Par conclusions d’incident n°2 notifiées par voie électronique le 4 mars 2022, M. Y demande au juge de la mise en état de :
“Déclarer la société SPEED irrecevable car prescrite, et en conséquence la débouter de toutes ses demandes, fins, moyens et conclusions contraires aux présentes écritures, Condamner la société SPEED à payer à M. Y une somme de 4.000 € sur le fondement des dispositions de l’art. 700 du CPC (qui est le montant de l’indemnité de procédure réclamée dans l’assignation de la demanderesse), La condamner aux entiers dépens dont distraction au profit de Me BAYLE, avocat aux offres et affirmations de droit en application de l’art. 699 du même Code.
Page 4
Débouter la société SPEED de toutes ses demandes, fins, moyens et conclusions contraires aux présentes écritures.”

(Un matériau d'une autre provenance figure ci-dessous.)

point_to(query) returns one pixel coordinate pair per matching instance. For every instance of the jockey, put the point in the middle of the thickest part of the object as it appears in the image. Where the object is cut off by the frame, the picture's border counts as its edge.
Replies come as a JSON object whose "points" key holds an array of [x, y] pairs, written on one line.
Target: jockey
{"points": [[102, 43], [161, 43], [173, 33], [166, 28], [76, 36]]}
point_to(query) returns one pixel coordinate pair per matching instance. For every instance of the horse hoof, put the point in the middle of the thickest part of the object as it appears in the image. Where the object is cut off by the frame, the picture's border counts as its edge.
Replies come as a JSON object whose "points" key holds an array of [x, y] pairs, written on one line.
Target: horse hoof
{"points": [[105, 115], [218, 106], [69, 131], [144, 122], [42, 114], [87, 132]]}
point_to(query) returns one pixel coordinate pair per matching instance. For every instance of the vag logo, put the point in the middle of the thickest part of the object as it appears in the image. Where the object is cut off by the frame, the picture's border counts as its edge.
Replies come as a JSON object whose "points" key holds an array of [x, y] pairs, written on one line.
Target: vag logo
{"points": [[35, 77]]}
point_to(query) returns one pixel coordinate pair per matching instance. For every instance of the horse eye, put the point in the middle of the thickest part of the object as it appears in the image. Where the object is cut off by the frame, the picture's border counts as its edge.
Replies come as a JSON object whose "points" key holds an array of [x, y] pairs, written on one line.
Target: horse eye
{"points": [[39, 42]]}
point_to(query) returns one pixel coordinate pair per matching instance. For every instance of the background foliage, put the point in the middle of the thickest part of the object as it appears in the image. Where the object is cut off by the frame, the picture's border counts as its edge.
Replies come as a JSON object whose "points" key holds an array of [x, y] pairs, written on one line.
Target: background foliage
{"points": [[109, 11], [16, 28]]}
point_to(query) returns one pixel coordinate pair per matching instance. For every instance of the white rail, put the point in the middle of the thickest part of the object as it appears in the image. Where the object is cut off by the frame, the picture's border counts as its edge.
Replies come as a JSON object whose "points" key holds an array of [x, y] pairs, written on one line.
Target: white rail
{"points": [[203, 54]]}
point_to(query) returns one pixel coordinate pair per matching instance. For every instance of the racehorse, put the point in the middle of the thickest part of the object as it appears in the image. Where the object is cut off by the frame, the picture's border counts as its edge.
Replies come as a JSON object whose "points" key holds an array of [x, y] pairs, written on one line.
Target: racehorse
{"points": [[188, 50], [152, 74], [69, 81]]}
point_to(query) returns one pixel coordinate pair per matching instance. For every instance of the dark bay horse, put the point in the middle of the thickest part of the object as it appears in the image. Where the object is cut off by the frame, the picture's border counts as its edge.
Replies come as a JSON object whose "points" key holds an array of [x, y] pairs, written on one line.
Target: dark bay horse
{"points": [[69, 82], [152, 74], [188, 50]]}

L’affaire a été appelée à l’audience de mise en état pour plaidoiries pour incident du 18 mars 2022 et mise en délibéré pour le 15 avril 2022.
MOTIFS DE LA DECISION
Sur l’irrecevabilité de l’action de la société SPEED tirée de la prescription
Selon l’article 789 du code de procédure civile, « lorsque la demande est présentée postérieurement à sa désignation, le juge de la mise en état est, jusqu’à son dessaisissement, seul compétent, à l’exclusion de toute autre formation du tribunal, pour : 1° Statuer sur les exceptions de procédure, les demandes formées en application de l’article 47 et les incidents mettant fin à l’instance ;
[…] 6° Statuer sur les fins de non-recevoir ».
Selon l’article 122 du même code, « constitue une fin de non-recevoir tout moyen qui tend à faire déclarer l’adversaire irrecevable en sa demande, sans examen au fond, pour défaut de droit d’agir, tel […] la prescription […] ».
Selon l’article L.145-60 du code de commerce, « Toutes les actions exercées en vertu du présent chapitre [Chapitre V : Du bail commercial] se prescrivent par deux ans ».
L’article L.145-46-1 du code de commerce, d’ordre public, qui figure dans le chapitre V crée au profit du preneur à bail commercial un droit de préférence en cas de vente de l’immeuble dans lequel il exploite son fonds de commerce, en obligeant le bailleur qui envisage de vendre son immeuble à informer le locataire de son intention en lui notifiant une lettre, valant offre de vente, qui comprend, à peine de nullité, le prix et les conditions de la vente, le preneur disposant alors d’un délai d’un mois à compter de la réception de cette offre pour se prononcer.
En matière d’action exercée en vertu du droit de préférence du preneur, la prescription court à compter du jour où le preneur a connaissance de la vente passée en prétendue violation de son droit de préférence.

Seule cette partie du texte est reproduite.